Julian Carson stared at the opposite wall of his booth—the whorls and streaks in the wood—and thought about how he had gotten here. He had enlisted in the army at seventeen because it seemed like a good thing to do while he was looking for a better thing to do.
He had been brought up outside Jonesboro, Arkansas, on his parents’ vegetable farm. As he looked back on it now, he realized that farm work had made him the perfect military intelligence man. He had learned to do hard physical labor in a hot climate. He had grown up accustomed to striving to raise crops that took a long time to ripen, working on pure faith because no sign of the crops was visible at first, just dirt that he watered with his sweat. He had learned to take long shots with a rifle at running rabbits, when a missed shot might mean no meat on the dinner table until some other day, when he would see a shot he could make.

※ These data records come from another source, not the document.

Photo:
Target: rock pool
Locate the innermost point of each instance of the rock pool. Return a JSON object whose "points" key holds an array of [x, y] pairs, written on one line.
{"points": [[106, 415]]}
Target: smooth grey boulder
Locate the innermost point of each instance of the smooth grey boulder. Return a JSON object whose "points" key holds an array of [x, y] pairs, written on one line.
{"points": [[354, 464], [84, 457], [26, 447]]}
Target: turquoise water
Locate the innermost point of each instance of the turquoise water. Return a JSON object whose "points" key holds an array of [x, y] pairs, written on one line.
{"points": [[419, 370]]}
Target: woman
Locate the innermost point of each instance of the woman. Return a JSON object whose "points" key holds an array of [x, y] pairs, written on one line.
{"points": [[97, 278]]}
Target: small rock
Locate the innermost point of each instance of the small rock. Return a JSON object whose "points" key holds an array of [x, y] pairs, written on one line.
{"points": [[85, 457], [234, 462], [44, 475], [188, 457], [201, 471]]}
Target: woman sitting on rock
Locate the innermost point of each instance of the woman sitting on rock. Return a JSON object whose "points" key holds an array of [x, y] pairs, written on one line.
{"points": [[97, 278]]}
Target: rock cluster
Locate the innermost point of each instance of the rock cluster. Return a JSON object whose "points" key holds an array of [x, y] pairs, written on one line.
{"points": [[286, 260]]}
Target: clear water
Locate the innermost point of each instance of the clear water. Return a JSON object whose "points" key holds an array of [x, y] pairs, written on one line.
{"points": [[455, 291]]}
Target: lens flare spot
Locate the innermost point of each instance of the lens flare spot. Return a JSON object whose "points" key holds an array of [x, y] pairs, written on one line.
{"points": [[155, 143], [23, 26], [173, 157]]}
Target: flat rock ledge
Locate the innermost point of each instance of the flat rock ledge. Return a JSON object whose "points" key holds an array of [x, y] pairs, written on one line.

He had noticed during his time at war that most highly successful soldiers were, like him, country boys. They knew better than to fight the land or the climate. They endured them. They were also, like him, shorter than average. That part of his education had come by watching friends die. It didn’t matter how brave or how well trained, or even how smart you were if your head stuck up where all that superheated metal was flying in your direction.